Par ailleurs, la réclamation de frais supplémentaires a été réglée hors cour et l’entente n’a pas été produite. « Le tribunal ne peut donc déduire de ce simple fait qu’Economical renonce à sa position sur cette question quant aux pertes d’exploitation. »

Une lecture de l’ensemble des clauses de la police « permet de conclure que les entreprises de services bénéficient des garanties, mais que les pertes d’exploitation sont en lien avec des biens », indique la juge Mainville. La perte doit être en lien avec les locaux loués et les biens qui s’y trouvent. La perte de contrats en raison d’un ennui psychologique de l’assuré n’est pas couverte par la police, ajoute le tribunal.
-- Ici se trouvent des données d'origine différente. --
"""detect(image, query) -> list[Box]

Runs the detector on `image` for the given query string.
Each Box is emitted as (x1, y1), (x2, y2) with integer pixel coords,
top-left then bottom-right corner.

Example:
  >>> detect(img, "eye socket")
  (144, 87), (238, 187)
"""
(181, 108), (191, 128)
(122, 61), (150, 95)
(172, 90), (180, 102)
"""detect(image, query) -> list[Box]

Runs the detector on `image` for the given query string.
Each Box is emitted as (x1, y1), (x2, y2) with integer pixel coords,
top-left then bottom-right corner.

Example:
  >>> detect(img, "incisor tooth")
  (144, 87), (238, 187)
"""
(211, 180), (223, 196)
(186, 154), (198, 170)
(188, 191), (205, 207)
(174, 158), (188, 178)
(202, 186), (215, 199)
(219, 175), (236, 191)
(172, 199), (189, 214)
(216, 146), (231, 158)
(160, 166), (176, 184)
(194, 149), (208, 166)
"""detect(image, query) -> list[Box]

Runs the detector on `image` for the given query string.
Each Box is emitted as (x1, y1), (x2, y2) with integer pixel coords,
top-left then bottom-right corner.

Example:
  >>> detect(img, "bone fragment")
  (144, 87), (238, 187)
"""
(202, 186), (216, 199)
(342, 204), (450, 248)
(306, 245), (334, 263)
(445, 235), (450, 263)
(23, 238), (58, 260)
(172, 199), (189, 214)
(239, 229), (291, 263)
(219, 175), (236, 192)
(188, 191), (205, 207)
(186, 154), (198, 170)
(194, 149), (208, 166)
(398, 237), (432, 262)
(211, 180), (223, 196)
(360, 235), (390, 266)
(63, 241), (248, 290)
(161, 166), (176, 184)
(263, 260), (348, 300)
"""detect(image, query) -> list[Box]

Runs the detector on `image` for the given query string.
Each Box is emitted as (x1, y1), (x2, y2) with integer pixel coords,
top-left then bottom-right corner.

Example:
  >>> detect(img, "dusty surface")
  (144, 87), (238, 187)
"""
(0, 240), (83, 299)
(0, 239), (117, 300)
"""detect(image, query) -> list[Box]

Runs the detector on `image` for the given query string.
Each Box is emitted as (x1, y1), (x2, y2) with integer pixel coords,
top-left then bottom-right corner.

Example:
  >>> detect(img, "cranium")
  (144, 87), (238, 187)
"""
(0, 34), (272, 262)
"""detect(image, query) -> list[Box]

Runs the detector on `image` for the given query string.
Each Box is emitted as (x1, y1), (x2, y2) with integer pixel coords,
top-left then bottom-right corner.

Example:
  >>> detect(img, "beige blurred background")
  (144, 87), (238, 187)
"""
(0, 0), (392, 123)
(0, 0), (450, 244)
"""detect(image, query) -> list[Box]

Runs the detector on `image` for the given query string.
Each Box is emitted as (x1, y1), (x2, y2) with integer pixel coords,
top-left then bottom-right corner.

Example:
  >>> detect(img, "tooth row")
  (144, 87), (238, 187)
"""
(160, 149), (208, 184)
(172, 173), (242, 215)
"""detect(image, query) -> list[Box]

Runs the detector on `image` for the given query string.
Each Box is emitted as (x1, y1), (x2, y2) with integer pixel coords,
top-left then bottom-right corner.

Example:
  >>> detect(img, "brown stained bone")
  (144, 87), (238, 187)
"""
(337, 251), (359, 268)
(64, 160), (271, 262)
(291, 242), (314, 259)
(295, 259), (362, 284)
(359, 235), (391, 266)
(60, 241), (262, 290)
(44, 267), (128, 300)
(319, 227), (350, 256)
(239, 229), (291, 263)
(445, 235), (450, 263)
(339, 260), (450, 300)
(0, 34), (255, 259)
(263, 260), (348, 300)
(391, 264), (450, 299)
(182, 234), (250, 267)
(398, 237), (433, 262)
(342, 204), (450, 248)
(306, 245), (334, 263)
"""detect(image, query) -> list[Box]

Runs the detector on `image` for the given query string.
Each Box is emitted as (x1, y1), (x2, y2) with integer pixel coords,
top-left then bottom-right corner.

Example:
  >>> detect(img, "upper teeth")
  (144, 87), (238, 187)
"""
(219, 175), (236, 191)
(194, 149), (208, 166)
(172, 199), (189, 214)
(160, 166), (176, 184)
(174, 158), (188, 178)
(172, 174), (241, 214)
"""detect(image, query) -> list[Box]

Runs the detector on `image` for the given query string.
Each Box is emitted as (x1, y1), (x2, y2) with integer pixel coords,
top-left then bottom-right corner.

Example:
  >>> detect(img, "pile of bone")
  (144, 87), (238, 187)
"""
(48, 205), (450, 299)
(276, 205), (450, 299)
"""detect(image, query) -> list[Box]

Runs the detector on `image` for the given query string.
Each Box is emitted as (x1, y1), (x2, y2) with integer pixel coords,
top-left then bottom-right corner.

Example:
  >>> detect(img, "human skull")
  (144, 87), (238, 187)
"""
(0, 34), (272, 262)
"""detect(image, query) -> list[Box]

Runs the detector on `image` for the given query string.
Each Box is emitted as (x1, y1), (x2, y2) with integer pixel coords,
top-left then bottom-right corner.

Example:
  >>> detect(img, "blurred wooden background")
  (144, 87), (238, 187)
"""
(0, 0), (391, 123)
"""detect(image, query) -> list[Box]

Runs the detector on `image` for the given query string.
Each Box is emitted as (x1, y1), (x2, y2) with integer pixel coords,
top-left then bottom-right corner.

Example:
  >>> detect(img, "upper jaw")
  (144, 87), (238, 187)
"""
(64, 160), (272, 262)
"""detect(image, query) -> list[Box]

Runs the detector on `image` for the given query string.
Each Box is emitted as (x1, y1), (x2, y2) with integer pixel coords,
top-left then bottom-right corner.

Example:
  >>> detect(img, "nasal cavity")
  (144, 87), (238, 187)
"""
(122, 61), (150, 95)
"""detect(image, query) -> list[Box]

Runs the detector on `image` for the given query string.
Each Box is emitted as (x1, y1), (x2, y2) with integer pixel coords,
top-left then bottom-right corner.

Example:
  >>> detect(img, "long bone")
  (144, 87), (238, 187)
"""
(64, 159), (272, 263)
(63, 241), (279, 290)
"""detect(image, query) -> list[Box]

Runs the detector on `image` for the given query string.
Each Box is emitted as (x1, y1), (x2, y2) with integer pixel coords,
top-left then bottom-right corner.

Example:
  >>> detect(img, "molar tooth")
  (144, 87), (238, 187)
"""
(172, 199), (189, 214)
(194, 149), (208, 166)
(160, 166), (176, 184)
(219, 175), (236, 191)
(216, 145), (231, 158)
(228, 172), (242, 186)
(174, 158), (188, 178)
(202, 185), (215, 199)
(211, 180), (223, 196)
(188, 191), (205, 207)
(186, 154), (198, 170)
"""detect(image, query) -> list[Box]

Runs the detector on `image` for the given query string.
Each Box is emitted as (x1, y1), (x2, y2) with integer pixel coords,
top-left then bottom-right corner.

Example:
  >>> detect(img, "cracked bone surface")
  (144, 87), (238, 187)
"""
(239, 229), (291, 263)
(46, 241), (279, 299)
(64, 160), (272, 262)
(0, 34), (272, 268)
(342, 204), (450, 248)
La question de l’accès aux lieux loués, aux documents physiques et au serveur de l’entreprise est longuement analysée. M. Chevalier travaillait sur l’un des dossiers trois jours après le sinistre. L’assureur soutient que les activités du cabinet n’ont pas été interrompues, que la relocalisation a été rapide et que les dossiers n’ont finalement été livrés dans les nouveaux locaux que le 15 décembre 2018, à la demande du cabinet, alors que le transfert pouvait se faire dès le 4 septembre 2018. Il n’y a pas eu interruption des affaires, selon la défenderesse.

Le représentant de la firme de restauration après sinistre Danar est venu témoigner du système de classement qui permettait de retracer les documents physiques, ce qui contredit le témoignage de M. Chevalier. Le tribunal souligne toutefois que la collecte des documents n’est pas aussi simple que l’assureur le laisse entendre.

Des inconvénients

« Il n’y a aucun doute que le sinistre a causé des inconvénients importants » au cabinet et qu’il « a nécessité des efforts soutenus de M. Chevalier et de son équipe pour en limiter les conséquences financières ». Il est probable que le conseiller « n’ait pu bénéficier d’autant de temps que normalement pour le développement des affaires à partir du sinistre. Toutefois, la preuve est mince à ce sujet, aucun agenda n’a été produit », indique le tribunal.

M. Chevalier allègue que les deux clients ont refusé ses propositions parce qu’il n’a pas bien « performé », car son état d’esprit était dérangé et perturbé par les difficultés logistiques inhérentes au sinistre. M. Chevalier souligne qu’il ne sait pas ce qui s’est passé ou ce qui n’allait pas dans ses présentations. L’expertise d’un psychologue ou un billet médical était indiqué dans les circonstances, souligne le tribunal.

Les deux clients ou les professionnels qui les accompagnent ne sont pas venus expliquer leur refus devant le tribunal. Ses clients sont des hommes d’affaires aguerris et capables de prendre des décisions, note le tribunal. Le refus des clients causé par la mauvaise présentation ne repose que sur le témoignage de M. Chevalier.

Les deux clients détenaient un patrimoine élevé. La vente de produits d’assurance pour des fins de planification fiscale ne relève pas de l’expertise de Quantum. Le cabinet « soutient qu’on ne peut documenter ce qui n’existe pas. Or, il appartient à celui qui entend démontrer un fait de le prouver », note la juge Mainville. L’expert Labrosse n’a pu obtenir l’autorisation d’entrer en contact avec les deux clients en question.

La force probante des documents fournis par le cabinet est aussi problématique. L’absence de corroboration par une tierce personne « affaiblit de façon importante la valeur probante des éléments mis en preuve ». Or, l’experte de Quantum a produit son rapport dans le contexte de la réclamation à l’assureur et n’a parlé à personne d’autre que M. Chevalier.